Best wishes to you - you sound like a wonderful person
Don't worry, I will see to it that checks are unforced, once things return to normal, if they do! Plus a life alert neclace, but often those don't work either as folks don't push the button! It's now time to step him up to a higher level of care.
With him being on the floor for so long, he has what is called a crushing injury to the muscles of where he was pinned for so long . This leads to complications of many chemicals released into his bloodstream once moved, the hypothermia did not help matters any.
Once thes chemicals are released into the bloodstream, they reek havoc with the kidneys, as they plug up the tiny vessels, furthering damage to his already compromised kidneys. He also has Scepticemia, and the hits keep coming. Rhabdomiolysis (sp?) Is another dx they are splashing about, but none of it is good, on top of the Cardiomyopathy heart failure, as the Dr said, a perfect storm of bad bad things for him to overcome on his already compromised system, his age and frailty, so he is definitely not out of the woods by any means.
Please pray for my FIL, thanks all!
Something easy to type in the search bar! How about :
"Caregivers Behaving with forgiveness" ???
"To Forgive, or Not to Forgive"
"The Health Benefits of Forgiveness"
Really pertinent for me, because I still view those incidents as traumatic memories.
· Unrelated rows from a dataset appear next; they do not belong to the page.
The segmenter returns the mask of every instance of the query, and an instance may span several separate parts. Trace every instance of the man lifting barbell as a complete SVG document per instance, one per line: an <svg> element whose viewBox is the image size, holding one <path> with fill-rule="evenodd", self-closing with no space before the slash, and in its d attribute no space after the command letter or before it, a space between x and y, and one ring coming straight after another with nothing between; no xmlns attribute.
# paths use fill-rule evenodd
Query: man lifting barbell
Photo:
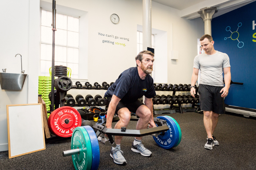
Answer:
<svg viewBox="0 0 256 170"><path fill-rule="evenodd" d="M112 120L115 113L120 120L114 128L127 127L131 118L130 111L136 113L140 117L136 127L137 130L156 127L153 116L152 98L156 95L154 81L148 74L153 71L154 54L144 50L135 58L137 67L131 67L123 72L116 82L105 93L104 99L108 106L106 126L112 128ZM145 104L138 99L145 96ZM117 164L126 163L120 145L122 136L115 137L116 147L112 147L110 156ZM132 150L150 157L152 153L142 143L142 137L136 137L132 145Z"/></svg>

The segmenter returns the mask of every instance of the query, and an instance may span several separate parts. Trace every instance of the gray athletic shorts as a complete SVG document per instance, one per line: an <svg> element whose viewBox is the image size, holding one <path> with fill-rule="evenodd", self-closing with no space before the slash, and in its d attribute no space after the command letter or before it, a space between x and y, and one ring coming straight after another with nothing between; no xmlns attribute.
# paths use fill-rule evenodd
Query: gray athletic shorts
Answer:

Thinking that I am conflicted. There are personal notes that I have made that help me remember what others have done, and why I need to avoid involvement. It is not always at the top of my awareness when they want to use me. With other people, going 100% no contact has worked for me.
Then, throwing out all this paperwork may be better for me.
That is the conflict, and I think the existence of the paperwork is torturing me.
Thanks for starting this thread. You are correct, the forgiveness releases us, it is for us.
And, it needs to be repeated. There is a great peace that comes with forgiveness, and we don't need to be blind to what was done. I gave up my right to take revenge willingly.